# Claas Rollant 66



## The1downsouth (Oct 9, 2017)

I just purchased a class 66 for cheap. When I got it home I noticed one of the rollers don't turn when the pto is on. I took that roller off and it is striped out. Has anybody else ever run into this problem before on a fixed chamber baler? Just woundering if I could just buy the part that was striped out or the whole roller.


----------



## Josh in WNY (Sep 7, 2010)

Downsouth,

Haven't seen that problem before, but you might be able to bale with it anyway depending on which roller it is.

You can look up the parts diagrams on Claas' website (http://www.claasofamerica.com/parts-service/parts-doc-online) for free. Problem is they don't provide part numbers or any other information through this service. It is useful to have the diagrams with you when you walk into the dealer, though. I have a Rollant 62S and one thing I've found is that there are some parts (particularly the sprockets on the roller drives) that are no longer being made by Claas.

Which roller is it? What part of the roller is 'stipped' out? The rollers on mine have their shaft keyed to the sprocket. The screenshot bellow is for your 66 baler.


----------



## The1downsouth (Oct 9, 2017)

It's the roller at the bottom of the door. It is striped out inside the roller on the sprocket side. I talk to dealership and they said you had to replace the whole roller. I am gonna carry it to a machine shop and let them weld it back up before I buy a new one. About $1400 for a new roller.


----------



## Josh in WNY (Sep 7, 2010)

The1downsouth said:


> It's the roller at the bottom of the door. It is striped out inside the roller on the sprocket side. I talk to dealership and they said you had to replace the whole roller. I am gonna carry it to a machine shop and let them weld it back up before I buy a new one. About $1400 for a new roller.

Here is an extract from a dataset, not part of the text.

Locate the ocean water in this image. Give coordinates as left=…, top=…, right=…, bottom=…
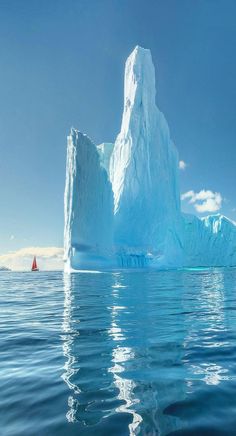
left=0, top=268, right=236, bottom=436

Ouch, that's a steep price. Good luck at the machine shop. If it was one of the rollers on the top side of the baler, you could probably have gotten away without fixing it, but I think the rollers on the bottom are what do most of the work since the hay is always setting on them.

Does your baler have the netwrap system on it? Mine does and I love it!


----------



## The1downsouth (Oct 9, 2017)

No. Mine is twine only. I have never messed with the net wrap.


----------



## haysmith (Sep 5, 2017)

You may want to try baling with it and see what happens. I bought a newer model used Rollant and ran for nearly two seasons before realizing one of the rolls had the sprocket and shaft twisted off by the original owner. It would start turning with the other rollers as soon as hay started feeding and worked as normal. I think this was a tailgate roll and the cost was just as you noted when I finally replaced it.


----------



## The1downsouth (Oct 9, 2017)

I did try it and it won't bale. I talk with one guy and he carried his to a machine shop and they fixed it for $100. I'm gonna try to carry mine to one by this weekend. Mine is pretty close to the pick up reel


----------